Most meetings aren’t collaborative.
They’re polite hostage situations.
Cameras off. Mics off. Participation on life support until your name gets called.
We call it “collaboration.” But it’s just compliance with a commute.
Hybrid work didn’t kill energy.
We did—by designing for presence, not participation.
Leadership is stuck in False Positive Culture:
✅ Everyone showed up
✅ The office was used
✅ The meeting happened
But nothing moved. No signal. No insight. No real exchange.
You don’t fix that with mandates.
You fix it by redesigning the room.
1. Rewrite the Meeting Contract
The failure mode: Live time used for information transfer instead of insight generation.
Fix it:
No decision? Async.
Status updates? Written.
Live time = input, iteration, tension.
If the meeting could be replaced by a memo, replace it.
2. Shift from Attendance to Ownership
The failure mode: Passive presence mistaken for contribution.
Fix it:
Rotate facilitators.
Define success as what got unblocked, not who spoke.
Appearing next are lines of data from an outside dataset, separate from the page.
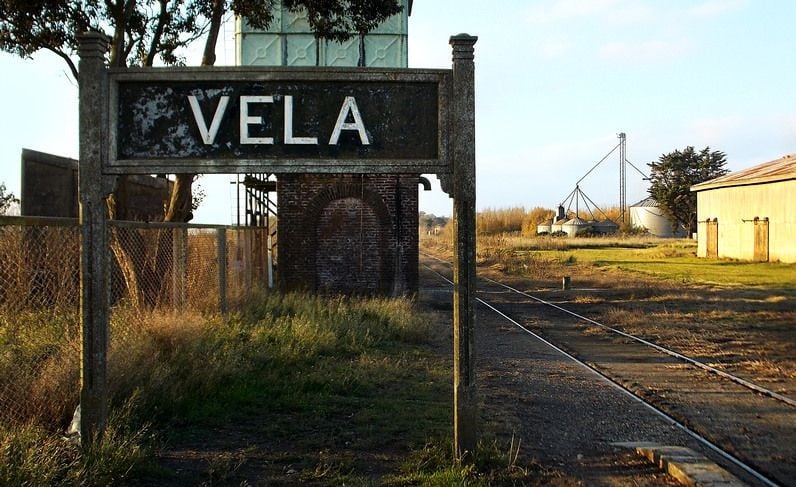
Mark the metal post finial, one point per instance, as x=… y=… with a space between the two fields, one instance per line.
x=463 y=47
x=92 y=44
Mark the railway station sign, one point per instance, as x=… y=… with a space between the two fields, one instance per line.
x=278 y=120
x=232 y=120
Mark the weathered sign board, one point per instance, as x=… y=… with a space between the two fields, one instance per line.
x=278 y=120
x=236 y=120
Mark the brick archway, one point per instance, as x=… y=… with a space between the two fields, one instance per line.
x=350 y=252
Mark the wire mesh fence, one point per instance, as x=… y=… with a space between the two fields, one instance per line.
x=155 y=269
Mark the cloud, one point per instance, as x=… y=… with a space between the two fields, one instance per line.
x=559 y=10
x=712 y=8
x=611 y=11
x=647 y=51
x=550 y=48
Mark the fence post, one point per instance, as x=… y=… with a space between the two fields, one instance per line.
x=179 y=256
x=221 y=246
x=94 y=289
x=464 y=287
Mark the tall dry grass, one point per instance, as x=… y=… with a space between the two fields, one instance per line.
x=167 y=365
x=490 y=221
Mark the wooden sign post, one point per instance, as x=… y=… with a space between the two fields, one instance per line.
x=464 y=284
x=278 y=120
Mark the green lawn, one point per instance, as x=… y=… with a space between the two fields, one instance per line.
x=677 y=261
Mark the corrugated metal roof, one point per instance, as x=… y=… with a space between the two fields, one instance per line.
x=781 y=169
x=649 y=201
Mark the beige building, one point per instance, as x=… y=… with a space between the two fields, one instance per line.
x=749 y=214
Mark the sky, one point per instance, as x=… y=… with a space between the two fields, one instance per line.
x=556 y=81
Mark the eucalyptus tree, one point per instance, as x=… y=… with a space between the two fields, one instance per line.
x=672 y=176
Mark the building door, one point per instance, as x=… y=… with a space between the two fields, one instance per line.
x=348 y=258
x=712 y=238
x=761 y=240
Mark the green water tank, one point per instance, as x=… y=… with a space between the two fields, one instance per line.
x=289 y=42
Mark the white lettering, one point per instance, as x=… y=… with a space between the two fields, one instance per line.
x=246 y=120
x=349 y=106
x=289 y=139
x=208 y=134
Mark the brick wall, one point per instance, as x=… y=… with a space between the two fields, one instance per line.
x=348 y=234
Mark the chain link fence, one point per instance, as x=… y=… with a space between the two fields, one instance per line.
x=155 y=269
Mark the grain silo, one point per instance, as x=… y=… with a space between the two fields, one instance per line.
x=576 y=226
x=648 y=214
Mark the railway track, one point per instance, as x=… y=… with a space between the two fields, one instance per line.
x=750 y=429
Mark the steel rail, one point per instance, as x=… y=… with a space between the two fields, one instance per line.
x=672 y=353
x=660 y=413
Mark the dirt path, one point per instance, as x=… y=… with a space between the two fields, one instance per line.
x=757 y=429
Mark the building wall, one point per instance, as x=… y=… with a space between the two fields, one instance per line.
x=289 y=41
x=736 y=207
x=352 y=234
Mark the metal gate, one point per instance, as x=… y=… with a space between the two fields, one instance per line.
x=712 y=237
x=761 y=240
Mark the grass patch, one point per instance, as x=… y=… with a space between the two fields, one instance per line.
x=323 y=391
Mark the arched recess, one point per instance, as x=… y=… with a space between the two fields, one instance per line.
x=350 y=252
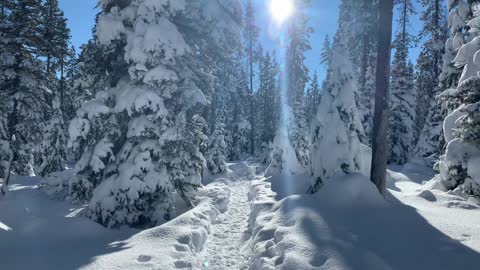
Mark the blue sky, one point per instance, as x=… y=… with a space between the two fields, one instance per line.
x=323 y=14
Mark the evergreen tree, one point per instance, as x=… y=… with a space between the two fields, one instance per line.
x=313 y=98
x=22 y=81
x=337 y=129
x=402 y=103
x=251 y=34
x=53 y=146
x=55 y=48
x=459 y=165
x=326 y=54
x=430 y=81
x=130 y=168
x=297 y=79
x=266 y=101
x=402 y=96
x=358 y=19
x=217 y=149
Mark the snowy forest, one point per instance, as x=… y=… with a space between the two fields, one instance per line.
x=175 y=138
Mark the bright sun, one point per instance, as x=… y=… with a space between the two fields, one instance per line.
x=281 y=9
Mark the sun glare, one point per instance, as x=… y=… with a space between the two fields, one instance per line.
x=281 y=10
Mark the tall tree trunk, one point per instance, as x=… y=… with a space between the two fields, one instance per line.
x=380 y=121
x=6 y=176
x=252 y=107
x=436 y=56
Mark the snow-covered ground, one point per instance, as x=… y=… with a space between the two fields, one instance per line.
x=246 y=221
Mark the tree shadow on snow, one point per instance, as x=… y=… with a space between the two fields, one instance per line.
x=43 y=236
x=392 y=236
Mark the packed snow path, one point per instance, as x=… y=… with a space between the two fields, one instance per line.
x=223 y=247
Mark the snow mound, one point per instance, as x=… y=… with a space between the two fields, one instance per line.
x=175 y=244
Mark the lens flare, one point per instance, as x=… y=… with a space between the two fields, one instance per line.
x=281 y=10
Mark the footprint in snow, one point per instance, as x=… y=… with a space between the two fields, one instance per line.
x=144 y=258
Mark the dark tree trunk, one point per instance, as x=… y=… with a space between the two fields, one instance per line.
x=380 y=121
x=252 y=107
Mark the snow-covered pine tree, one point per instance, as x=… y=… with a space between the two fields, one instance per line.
x=326 y=53
x=459 y=166
x=402 y=90
x=55 y=48
x=431 y=78
x=364 y=59
x=429 y=64
x=131 y=168
x=22 y=81
x=216 y=152
x=313 y=97
x=54 y=142
x=266 y=101
x=402 y=104
x=358 y=21
x=337 y=129
x=251 y=35
x=366 y=100
x=6 y=154
x=297 y=79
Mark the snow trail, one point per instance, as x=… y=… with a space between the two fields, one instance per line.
x=223 y=249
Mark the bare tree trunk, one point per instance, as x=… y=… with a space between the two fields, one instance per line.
x=380 y=121
x=252 y=107
x=6 y=177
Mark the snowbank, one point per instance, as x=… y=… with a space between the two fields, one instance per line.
x=39 y=233
x=173 y=245
x=347 y=225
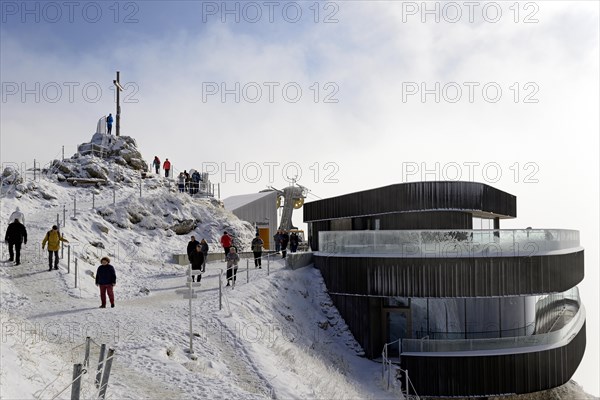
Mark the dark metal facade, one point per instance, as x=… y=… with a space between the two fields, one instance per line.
x=358 y=285
x=452 y=277
x=415 y=196
x=499 y=374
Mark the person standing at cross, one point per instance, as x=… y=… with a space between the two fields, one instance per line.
x=226 y=242
x=167 y=167
x=109 y=121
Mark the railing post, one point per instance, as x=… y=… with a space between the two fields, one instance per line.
x=100 y=364
x=106 y=374
x=76 y=385
x=220 y=289
x=86 y=359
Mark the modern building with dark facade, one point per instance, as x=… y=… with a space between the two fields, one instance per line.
x=468 y=312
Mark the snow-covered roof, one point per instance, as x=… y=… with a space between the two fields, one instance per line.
x=234 y=202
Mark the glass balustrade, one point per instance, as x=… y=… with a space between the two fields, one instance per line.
x=449 y=243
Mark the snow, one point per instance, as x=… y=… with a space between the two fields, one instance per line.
x=277 y=336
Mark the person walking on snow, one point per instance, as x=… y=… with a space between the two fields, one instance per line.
x=285 y=238
x=226 y=241
x=257 y=244
x=53 y=238
x=156 y=164
x=109 y=121
x=204 y=246
x=16 y=234
x=167 y=167
x=277 y=240
x=197 y=260
x=17 y=214
x=106 y=279
x=232 y=261
x=191 y=247
x=294 y=242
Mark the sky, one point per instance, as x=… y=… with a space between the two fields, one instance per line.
x=340 y=96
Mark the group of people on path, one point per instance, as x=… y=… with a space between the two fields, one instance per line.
x=166 y=166
x=282 y=239
x=186 y=182
x=16 y=236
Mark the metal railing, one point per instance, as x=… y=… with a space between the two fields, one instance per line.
x=449 y=243
x=386 y=372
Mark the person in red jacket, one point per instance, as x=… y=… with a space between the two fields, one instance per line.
x=167 y=167
x=226 y=242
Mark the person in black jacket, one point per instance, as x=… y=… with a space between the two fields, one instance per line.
x=205 y=252
x=285 y=238
x=191 y=247
x=197 y=260
x=16 y=234
x=106 y=279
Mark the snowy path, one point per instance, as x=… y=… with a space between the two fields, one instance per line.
x=124 y=326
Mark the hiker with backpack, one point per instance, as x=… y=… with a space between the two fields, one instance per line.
x=53 y=238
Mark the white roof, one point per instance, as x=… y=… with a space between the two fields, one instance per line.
x=234 y=202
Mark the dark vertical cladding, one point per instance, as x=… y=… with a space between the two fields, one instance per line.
x=417 y=196
x=359 y=284
x=363 y=317
x=498 y=374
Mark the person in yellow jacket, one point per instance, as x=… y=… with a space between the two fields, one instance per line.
x=53 y=238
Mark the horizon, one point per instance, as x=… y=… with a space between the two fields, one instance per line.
x=342 y=96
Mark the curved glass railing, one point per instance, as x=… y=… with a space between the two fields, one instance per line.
x=548 y=340
x=449 y=243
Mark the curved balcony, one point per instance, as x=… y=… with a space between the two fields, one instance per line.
x=511 y=365
x=450 y=263
x=449 y=243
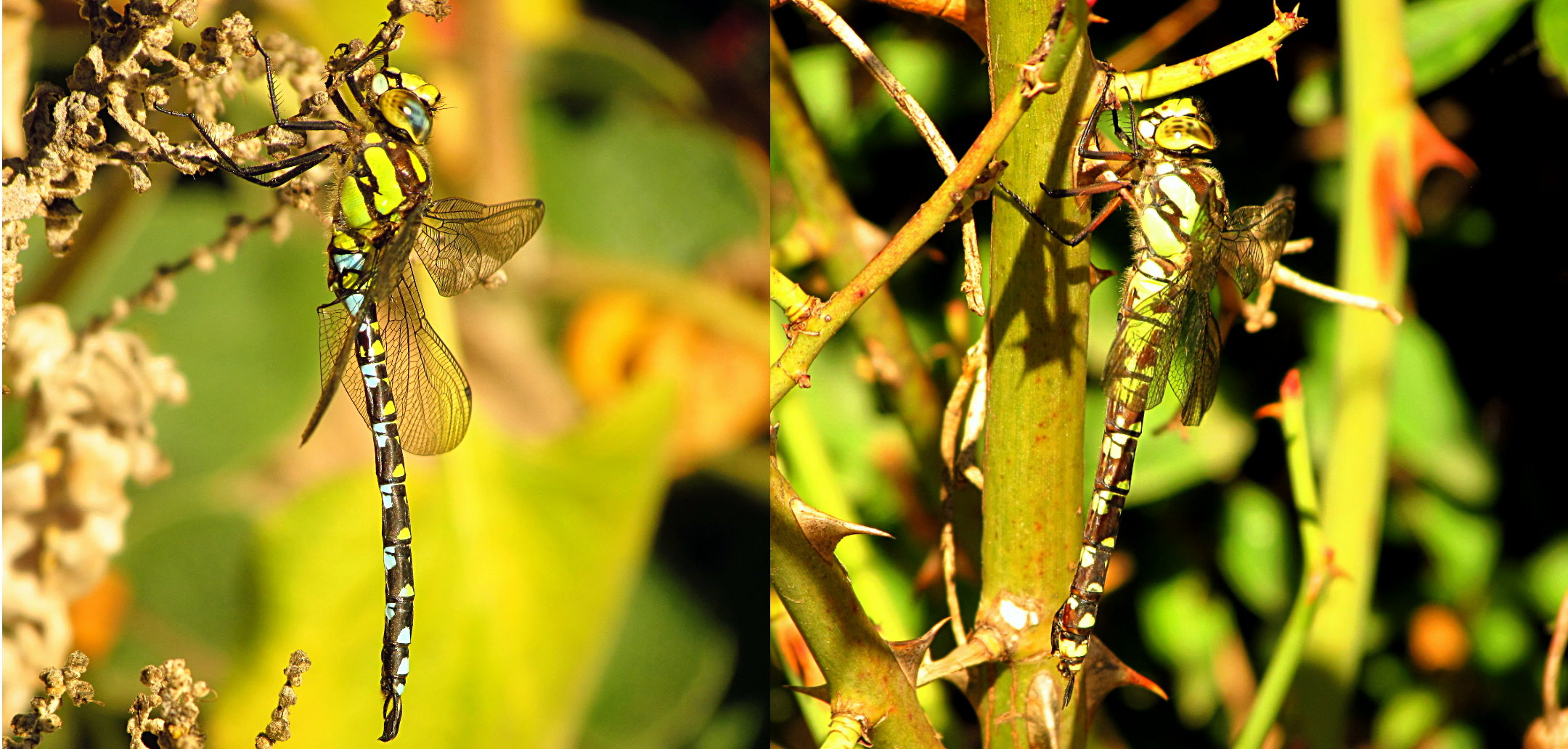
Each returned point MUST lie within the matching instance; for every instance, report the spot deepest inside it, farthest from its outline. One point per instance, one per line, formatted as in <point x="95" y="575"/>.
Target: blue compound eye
<point x="407" y="112"/>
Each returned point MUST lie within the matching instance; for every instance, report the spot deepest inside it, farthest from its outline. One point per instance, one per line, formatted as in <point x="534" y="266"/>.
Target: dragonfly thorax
<point x="1178" y="126"/>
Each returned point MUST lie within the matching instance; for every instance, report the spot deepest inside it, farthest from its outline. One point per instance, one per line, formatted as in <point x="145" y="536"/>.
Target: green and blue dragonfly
<point x="405" y="381"/>
<point x="1186" y="239"/>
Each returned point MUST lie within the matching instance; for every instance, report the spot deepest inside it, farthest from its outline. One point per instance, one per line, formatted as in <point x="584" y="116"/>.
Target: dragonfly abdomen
<point x="396" y="536"/>
<point x="1074" y="621"/>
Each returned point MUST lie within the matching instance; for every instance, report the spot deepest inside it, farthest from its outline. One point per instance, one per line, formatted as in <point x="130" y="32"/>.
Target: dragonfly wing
<point x="1255" y="237"/>
<point x="1196" y="372"/>
<point x="428" y="388"/>
<point x="463" y="242"/>
<point x="336" y="324"/>
<point x="336" y="345"/>
<point x="1140" y="358"/>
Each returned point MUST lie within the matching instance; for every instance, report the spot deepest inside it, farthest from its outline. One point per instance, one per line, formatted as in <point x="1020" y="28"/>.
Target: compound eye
<point x="407" y="112"/>
<point x="1184" y="135"/>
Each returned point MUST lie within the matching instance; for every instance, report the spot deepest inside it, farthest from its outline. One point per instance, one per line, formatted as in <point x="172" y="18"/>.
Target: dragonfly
<point x="405" y="381"/>
<point x="1186" y="239"/>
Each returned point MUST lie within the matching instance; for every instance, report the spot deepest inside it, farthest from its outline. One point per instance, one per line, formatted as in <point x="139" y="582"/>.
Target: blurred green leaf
<point x="1445" y="38"/>
<point x="1551" y="28"/>
<point x="923" y="70"/>
<point x="1462" y="546"/>
<point x="1313" y="101"/>
<point x="526" y="560"/>
<point x="1431" y="430"/>
<point x="1455" y="735"/>
<point x="1255" y="549"/>
<point x="1503" y="637"/>
<point x="822" y="75"/>
<point x="667" y="674"/>
<point x="1405" y="718"/>
<point x="1546" y="577"/>
<point x="1385" y="674"/>
<point x="1184" y="624"/>
<point x="647" y="205"/>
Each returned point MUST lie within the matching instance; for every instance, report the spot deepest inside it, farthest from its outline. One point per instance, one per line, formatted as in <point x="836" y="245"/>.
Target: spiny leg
<point x="1074" y="240"/>
<point x="290" y="166"/>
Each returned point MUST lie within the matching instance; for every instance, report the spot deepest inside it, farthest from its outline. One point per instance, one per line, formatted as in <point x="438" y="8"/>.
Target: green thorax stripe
<point x="383" y="184"/>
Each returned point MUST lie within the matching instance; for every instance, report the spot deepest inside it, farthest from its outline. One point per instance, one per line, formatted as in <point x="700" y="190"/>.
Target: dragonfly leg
<point x="290" y="166"/>
<point x="1074" y="240"/>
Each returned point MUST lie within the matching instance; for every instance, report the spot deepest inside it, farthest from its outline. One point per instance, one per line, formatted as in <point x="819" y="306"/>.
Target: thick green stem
<point x="1316" y="570"/>
<point x="1371" y="262"/>
<point x="1039" y="327"/>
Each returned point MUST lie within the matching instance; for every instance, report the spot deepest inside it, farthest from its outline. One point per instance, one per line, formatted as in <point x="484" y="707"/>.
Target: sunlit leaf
<point x="1445" y="38"/>
<point x="526" y="562"/>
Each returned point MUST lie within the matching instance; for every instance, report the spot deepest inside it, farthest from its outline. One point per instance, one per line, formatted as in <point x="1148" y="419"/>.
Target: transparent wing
<point x="1140" y="356"/>
<point x="428" y="388"/>
<point x="463" y="242"/>
<point x="1196" y="369"/>
<point x="1255" y="237"/>
<point x="336" y="324"/>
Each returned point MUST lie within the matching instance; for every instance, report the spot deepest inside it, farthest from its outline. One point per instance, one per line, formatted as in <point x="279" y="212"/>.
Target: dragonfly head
<point x="405" y="102"/>
<point x="1178" y="126"/>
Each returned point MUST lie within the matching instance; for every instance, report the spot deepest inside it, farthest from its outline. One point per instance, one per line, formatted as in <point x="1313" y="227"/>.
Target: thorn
<point x="910" y="652"/>
<point x="824" y="531"/>
<point x="1291" y="389"/>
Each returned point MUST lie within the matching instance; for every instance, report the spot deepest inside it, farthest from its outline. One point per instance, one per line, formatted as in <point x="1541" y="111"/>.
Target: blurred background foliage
<point x="577" y="554"/>
<point x="1474" y="558"/>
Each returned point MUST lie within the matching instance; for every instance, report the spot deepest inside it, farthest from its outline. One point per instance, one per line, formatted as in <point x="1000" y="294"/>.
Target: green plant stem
<point x="928" y="220"/>
<point x="1371" y="262"/>
<point x="1169" y="79"/>
<point x="1316" y="573"/>
<point x="1039" y="327"/>
<point x="828" y="210"/>
<point x="863" y="674"/>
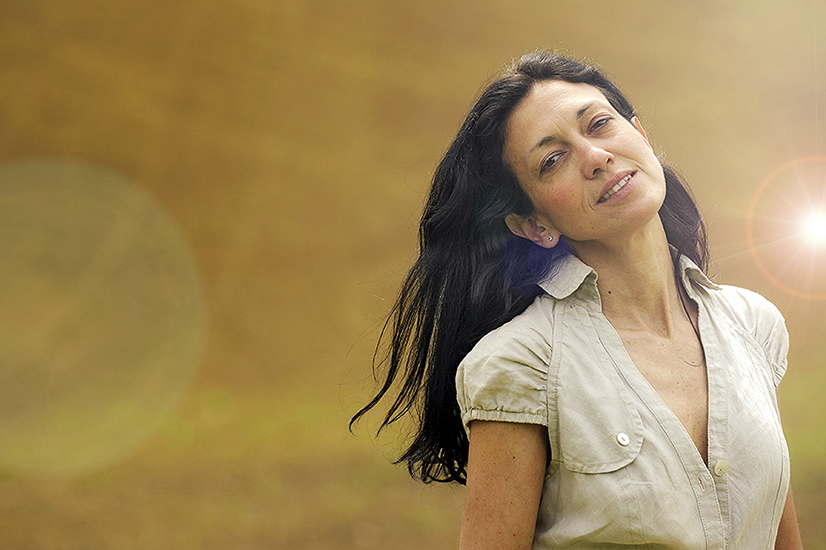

Ask: What changed because we met?
If you can’t answer that, cancel it.
3. Fix the Facilitation, Not the People
The failure mode: Blaming low energy on employees, not structure.
Fix it:
Use prompts like: “What assumption haven’t we challenged yet?”
Curate input. Don’t cold-call.
If there’s no output, kill the recurring invite.
Better tools won’t fix a broken structure. Better design will.
Challenge:
Pick one meeting this week.
Redesign it for signal, not obligation.
Then ask yourself:
If this meeting disappeared—who would notice?
Hybrid isn’t broken.
Your information architecture might be.